Chief Minister of Gilgit-Baltistan
- Incumbent
- Assumed office 6 July 2026
- Governor: Syed Mehdi Shah
- Preceded by: Yar Muhammad (as caretaker)

Leader of the Opposition of the Gilgit-Baltistan Assembly
- In office 30 November 2020 – 13 July 2023
- Preceded by: Muhammad Shafi
- Succeeded by: Muhammad Kazim Maisam

President of PPP, Gilgit-Baltistan
- Incumbent
- Assumed office 9 December 2015
- President: Asif Ali Zardari
- Chairman: Bilawal Bhutto Zardari
- Preceded by: Syed Mehdi Shah

Member of the Gilgit Baltistan Assembly
- Incumbent
- Assumed office 22 June 2026
- Constituency: GBA-1 Gilgit-I
- In office 25 November 2020 – 24 November 2025
- Preceded by: Jafarullah Khan
- Constituency: GBA-1 Gilgit-I

Member of the Gilgit-Baltistan Council
- In office 3 April 2010 – 25 April 2016
- Prime Minister: Yousaf Raza Gillani Raja Pervaiz Ashraf Nawaz Sharif

Personal details
- Born: 1975 (age 50–51)
- Party: PPP (2015-present)

= Amjad Hussain Azar =

Pakistani politician from Gilgit-Baltistan

Amjad Hussain Azar is a Pakistani politician who has been the Chief Minister of Gilgit-Baltistan since 6 July 2026. He had also been the Leader of the Opposition of the Gilgit Baltistan Assembly since November 2020 to July 2023. He also served as a member of the first Gilgit-Baltistan Council from April 2010 to April 2015.

==Political career==
On 18 March 2010, Azar was elected to the first Gilgit-Baltistan Council as a candidate of Pakistan People's Party (PPP). On 3 April 2010, he was sworn in by Prime Minister Yousaf Raza Gillani.

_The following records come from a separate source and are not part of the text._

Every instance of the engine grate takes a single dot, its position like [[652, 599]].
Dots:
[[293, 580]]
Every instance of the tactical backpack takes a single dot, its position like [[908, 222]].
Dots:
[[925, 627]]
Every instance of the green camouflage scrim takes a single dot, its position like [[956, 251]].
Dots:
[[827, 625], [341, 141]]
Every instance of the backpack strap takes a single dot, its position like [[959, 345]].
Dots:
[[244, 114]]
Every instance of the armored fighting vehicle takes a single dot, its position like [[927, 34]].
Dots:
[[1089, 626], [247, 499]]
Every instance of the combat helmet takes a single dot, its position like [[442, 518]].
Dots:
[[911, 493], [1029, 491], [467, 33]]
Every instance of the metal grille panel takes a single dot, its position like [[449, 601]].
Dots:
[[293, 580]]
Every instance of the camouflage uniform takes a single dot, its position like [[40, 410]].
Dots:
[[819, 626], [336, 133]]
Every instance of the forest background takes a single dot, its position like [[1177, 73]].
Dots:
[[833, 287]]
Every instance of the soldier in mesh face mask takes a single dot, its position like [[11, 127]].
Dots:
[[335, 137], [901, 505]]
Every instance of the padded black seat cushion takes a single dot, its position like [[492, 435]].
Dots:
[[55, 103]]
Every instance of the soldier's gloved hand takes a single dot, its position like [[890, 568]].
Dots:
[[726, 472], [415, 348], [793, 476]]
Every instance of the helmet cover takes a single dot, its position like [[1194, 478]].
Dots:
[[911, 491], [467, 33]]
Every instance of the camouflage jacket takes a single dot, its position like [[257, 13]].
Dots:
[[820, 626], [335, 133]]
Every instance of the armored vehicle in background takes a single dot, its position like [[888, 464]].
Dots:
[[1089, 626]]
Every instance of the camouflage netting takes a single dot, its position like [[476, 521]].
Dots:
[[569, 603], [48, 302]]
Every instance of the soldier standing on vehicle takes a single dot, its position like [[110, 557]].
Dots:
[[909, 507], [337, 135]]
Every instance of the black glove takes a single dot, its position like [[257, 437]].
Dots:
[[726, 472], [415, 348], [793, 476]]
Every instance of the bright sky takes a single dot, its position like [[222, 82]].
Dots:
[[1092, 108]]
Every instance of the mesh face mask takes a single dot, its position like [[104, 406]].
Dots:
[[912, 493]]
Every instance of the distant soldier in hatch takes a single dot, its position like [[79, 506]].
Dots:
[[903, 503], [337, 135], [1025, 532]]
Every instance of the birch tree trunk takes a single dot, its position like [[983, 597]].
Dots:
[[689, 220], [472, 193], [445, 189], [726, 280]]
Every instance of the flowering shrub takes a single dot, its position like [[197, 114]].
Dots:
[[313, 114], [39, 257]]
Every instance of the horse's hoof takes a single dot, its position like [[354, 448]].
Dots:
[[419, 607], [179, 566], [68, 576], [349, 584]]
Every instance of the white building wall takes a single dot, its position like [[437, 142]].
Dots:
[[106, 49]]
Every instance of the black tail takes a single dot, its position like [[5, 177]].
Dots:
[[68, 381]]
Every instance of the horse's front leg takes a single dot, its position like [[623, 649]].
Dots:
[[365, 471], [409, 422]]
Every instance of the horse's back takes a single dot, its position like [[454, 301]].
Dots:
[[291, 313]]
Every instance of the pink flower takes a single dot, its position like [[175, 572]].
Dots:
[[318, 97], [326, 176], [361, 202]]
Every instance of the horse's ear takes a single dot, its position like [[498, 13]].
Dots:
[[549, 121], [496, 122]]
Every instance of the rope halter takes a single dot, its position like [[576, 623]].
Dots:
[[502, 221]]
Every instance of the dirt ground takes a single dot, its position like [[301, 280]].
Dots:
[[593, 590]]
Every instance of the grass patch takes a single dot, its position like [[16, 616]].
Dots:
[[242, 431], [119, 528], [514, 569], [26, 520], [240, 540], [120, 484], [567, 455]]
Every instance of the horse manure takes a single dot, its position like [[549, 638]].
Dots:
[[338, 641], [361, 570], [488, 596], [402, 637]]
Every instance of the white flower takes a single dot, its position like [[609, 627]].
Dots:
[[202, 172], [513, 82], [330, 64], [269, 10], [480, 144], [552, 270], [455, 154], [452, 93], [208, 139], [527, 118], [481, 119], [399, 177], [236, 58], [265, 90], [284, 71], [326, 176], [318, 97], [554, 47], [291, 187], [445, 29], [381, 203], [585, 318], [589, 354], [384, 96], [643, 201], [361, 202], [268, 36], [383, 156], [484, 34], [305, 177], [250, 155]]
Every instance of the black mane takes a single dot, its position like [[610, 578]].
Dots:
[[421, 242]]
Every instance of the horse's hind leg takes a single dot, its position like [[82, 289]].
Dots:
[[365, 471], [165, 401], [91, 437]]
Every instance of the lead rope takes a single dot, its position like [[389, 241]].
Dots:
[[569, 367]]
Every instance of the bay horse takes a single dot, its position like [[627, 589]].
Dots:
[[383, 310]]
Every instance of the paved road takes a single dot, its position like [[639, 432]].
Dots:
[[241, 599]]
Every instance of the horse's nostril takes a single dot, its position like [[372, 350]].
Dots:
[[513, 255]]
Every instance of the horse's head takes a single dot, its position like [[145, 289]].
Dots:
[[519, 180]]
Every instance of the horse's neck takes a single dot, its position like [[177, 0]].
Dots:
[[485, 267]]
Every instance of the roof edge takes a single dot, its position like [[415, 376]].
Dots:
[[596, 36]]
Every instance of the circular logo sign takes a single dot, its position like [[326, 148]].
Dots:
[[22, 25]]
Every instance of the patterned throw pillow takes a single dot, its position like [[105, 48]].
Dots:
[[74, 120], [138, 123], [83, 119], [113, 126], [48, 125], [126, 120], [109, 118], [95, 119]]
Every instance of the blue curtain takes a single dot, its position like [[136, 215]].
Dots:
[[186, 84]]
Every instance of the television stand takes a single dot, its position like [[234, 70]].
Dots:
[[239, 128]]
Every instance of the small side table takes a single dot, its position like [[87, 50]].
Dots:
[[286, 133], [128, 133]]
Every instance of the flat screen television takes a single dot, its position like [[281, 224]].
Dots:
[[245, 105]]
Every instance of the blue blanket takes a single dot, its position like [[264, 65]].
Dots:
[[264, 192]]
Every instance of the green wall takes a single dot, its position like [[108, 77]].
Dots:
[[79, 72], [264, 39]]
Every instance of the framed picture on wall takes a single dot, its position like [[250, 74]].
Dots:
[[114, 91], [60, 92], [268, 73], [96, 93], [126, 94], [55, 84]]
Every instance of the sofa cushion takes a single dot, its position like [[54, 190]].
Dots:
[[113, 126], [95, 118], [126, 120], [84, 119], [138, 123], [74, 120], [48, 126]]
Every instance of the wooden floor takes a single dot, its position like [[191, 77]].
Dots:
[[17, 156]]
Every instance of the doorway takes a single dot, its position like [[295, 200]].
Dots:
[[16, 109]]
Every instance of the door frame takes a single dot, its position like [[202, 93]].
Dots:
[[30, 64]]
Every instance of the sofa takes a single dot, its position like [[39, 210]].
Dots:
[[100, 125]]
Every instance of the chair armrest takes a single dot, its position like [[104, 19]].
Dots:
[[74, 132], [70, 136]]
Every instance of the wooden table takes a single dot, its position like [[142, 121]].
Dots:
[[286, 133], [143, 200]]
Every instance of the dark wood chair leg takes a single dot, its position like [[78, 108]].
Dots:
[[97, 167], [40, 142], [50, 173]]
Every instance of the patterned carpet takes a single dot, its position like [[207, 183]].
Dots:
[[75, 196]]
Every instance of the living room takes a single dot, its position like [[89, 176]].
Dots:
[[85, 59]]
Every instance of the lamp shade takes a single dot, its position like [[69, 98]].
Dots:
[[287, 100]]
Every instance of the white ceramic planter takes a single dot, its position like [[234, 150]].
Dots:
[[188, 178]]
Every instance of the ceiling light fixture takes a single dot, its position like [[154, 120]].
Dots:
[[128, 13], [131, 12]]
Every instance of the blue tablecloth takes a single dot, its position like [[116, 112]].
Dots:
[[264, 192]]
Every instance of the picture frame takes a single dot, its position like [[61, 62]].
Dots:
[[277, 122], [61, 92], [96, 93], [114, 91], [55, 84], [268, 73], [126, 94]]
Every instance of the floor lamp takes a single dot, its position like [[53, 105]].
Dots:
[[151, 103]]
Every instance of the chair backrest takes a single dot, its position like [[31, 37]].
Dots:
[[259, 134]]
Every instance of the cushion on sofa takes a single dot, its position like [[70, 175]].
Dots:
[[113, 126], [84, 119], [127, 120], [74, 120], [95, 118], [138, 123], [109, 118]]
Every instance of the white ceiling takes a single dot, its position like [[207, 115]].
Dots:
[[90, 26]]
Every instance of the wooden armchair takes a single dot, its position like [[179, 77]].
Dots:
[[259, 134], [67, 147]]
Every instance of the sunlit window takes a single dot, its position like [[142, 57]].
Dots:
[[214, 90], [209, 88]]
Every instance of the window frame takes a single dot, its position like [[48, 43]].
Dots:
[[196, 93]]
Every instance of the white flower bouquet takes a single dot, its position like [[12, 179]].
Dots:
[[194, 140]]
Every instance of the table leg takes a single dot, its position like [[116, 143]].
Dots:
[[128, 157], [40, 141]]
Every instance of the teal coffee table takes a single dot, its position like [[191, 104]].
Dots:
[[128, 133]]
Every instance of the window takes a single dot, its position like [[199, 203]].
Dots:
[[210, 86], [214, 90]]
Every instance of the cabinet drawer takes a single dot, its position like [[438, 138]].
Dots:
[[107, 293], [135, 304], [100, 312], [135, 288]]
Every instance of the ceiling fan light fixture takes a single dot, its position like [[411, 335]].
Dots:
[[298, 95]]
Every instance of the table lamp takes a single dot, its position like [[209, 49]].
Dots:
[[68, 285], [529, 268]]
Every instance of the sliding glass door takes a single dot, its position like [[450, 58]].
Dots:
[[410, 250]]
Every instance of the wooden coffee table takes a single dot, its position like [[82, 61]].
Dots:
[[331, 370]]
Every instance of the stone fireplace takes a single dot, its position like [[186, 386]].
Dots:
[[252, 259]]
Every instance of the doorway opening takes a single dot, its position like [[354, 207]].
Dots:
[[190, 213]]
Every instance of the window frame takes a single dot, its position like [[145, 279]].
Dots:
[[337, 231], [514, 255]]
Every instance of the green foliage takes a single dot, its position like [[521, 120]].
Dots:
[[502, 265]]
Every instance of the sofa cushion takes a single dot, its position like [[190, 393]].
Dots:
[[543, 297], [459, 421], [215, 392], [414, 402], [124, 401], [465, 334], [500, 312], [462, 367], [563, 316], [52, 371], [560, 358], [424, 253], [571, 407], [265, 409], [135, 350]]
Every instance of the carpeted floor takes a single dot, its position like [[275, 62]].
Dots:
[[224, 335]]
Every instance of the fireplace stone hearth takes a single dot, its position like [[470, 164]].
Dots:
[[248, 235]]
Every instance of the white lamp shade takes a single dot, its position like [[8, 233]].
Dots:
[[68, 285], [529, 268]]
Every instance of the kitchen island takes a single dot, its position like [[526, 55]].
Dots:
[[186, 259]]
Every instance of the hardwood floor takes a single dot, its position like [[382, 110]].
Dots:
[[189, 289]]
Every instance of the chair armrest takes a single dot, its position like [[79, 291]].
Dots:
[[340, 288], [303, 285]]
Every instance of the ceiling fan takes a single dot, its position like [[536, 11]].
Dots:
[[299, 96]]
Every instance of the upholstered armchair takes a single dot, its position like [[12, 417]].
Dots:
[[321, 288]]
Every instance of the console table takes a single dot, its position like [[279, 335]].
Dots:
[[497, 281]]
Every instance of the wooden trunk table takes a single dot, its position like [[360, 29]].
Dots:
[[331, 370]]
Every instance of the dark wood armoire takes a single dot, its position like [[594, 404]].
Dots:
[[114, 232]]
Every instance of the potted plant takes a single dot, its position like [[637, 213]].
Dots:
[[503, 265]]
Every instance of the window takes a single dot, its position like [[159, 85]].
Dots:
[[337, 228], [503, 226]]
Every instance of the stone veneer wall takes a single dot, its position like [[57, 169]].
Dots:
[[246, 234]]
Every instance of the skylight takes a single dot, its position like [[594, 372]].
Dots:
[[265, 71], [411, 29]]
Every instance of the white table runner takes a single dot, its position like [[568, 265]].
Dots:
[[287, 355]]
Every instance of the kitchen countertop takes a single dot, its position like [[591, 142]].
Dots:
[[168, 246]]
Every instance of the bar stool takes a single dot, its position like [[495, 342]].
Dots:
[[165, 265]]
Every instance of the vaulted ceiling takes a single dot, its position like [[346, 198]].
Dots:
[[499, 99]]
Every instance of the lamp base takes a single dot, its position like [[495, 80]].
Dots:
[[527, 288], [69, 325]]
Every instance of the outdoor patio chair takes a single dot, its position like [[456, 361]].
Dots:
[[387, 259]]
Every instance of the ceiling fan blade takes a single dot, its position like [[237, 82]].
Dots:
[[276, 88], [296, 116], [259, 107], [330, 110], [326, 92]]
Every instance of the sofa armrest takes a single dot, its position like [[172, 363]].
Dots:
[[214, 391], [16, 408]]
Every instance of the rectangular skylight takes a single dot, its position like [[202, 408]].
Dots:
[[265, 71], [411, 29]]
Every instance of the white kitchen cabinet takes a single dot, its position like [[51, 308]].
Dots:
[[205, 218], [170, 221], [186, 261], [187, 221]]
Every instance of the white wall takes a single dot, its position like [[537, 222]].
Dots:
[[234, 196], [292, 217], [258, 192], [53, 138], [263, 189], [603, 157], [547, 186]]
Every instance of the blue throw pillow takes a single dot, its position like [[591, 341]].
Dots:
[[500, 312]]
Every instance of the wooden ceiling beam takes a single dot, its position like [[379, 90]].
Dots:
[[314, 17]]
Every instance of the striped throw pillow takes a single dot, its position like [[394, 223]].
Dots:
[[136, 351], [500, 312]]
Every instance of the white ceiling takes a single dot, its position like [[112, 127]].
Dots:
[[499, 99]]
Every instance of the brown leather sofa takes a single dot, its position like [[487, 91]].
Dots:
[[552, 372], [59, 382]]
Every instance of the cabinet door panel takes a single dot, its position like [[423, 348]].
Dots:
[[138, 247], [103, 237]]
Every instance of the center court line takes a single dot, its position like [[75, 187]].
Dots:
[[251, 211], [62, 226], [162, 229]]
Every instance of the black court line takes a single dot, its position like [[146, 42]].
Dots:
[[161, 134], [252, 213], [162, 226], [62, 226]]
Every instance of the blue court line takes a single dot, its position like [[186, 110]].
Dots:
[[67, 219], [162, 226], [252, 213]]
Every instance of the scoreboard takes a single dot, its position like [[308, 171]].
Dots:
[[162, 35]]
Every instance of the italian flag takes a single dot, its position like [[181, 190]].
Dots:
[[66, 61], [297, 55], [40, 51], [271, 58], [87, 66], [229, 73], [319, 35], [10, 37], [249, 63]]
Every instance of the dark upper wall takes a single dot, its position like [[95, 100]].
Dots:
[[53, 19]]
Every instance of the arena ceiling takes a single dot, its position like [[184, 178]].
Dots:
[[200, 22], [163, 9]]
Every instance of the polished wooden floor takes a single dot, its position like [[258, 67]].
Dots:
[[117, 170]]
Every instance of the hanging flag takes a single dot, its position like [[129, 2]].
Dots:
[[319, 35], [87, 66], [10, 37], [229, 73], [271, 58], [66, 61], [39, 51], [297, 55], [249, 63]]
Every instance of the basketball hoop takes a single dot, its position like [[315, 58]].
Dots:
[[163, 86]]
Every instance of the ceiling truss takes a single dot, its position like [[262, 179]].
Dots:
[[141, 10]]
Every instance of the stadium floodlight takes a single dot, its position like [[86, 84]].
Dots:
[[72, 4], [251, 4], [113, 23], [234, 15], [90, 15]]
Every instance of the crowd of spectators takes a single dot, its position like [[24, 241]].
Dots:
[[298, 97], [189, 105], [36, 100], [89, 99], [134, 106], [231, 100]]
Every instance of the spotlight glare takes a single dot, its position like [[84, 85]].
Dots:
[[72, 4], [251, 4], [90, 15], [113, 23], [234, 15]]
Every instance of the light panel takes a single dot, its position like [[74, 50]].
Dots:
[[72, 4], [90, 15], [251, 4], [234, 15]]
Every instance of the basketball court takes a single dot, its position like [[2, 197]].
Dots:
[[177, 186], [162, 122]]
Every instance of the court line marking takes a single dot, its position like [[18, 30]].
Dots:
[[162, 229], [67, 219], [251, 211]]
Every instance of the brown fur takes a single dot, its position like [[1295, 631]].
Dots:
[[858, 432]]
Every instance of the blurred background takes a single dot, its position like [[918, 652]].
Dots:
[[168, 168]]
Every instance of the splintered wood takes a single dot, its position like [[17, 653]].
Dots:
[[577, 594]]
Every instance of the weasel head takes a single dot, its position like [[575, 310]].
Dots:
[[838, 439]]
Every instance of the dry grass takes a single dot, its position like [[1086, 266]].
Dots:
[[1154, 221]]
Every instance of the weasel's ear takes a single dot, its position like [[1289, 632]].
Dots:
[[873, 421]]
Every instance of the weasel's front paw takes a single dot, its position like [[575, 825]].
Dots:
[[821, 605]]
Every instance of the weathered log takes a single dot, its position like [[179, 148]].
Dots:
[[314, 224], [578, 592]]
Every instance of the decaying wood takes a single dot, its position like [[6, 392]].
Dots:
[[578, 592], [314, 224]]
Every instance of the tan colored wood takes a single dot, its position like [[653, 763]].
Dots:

He contested the 2015 Gilgit-Baltistan Assembly election from GBA-1 Gilgit-I as a candidate of PPP, but was unsuccessful. He received 6,297 votes and was defeated by Jafarullah Khan, a candidate of Pakistan Muslim League (N) (PML(N)).

On 9 December 2015, former President Asif Ali Zardari, who was co-chairman of PPP, appointed Azar as the President of party's Gilgit-Baltistan chapter.

He contested the 2020 Gilgit-Baltistan Assembly election on 15 November 2020 from GBA-1 Gilgit-I and GBA-4 Nagar-I on the ticket of the PPP. He won GBA-1 Gilgit-I by the margin of 3,393 votes over the Independent runner up Sultan Raees. He garnered 10,875 votes while Raees received 7,482 votes. He won GBA-4 Nagar-I by the margin of 498 votes over the runner up Muhammad Ayub Waziri of Islami Tehreek Pakistan. He garnered 6,104 votes while Waziri received 5,606 votes. After the election, he chose to vacate GBA-4 (Nagar-I) and took oath as the member from GBA-1 (Gilgit-I).

On 30 November 2020, he unsuccessfully ran for the post of Chief Minister of Gilgit-Baltistan. He received nine votes and his opponent, Khalid Khurshid received twenty-two votes to be elected the Chief Minister. On the same day, he was appointed as the Leader of the Opposition in the Gilgit-Baltistan Assembly.

On 11 July 2023, he tendered his resignation as a member of the Gilgit-Baltistan Assembly to the Speaker of the Assembly, Nazir Ahmed. He resigned due to internal differences with the PPP's senior leadership which arose due to the Chief Minister election caused by Khurshid's disqualification. His resignation was later rejected by Ahmed, due to it being tendered in haste.

Azar was re-elected to the Gilgit-Baltistan Assembly from GBA-1 Gilgit-I as a candidate of PPP in the 2026 Gilgit Baltistan Assembly election. He received 11,287 votes and defeated Muhammad Shafiq Ud Din, a candidate of PML(N).

He took oath as a member on 22 June 2026, and was elected unopposed to the position of Chief Minister on the same day. On 6 July 2026, he was sworn in as the chief minister of Gilgit-Baltistan in a ceremony in Gilgit.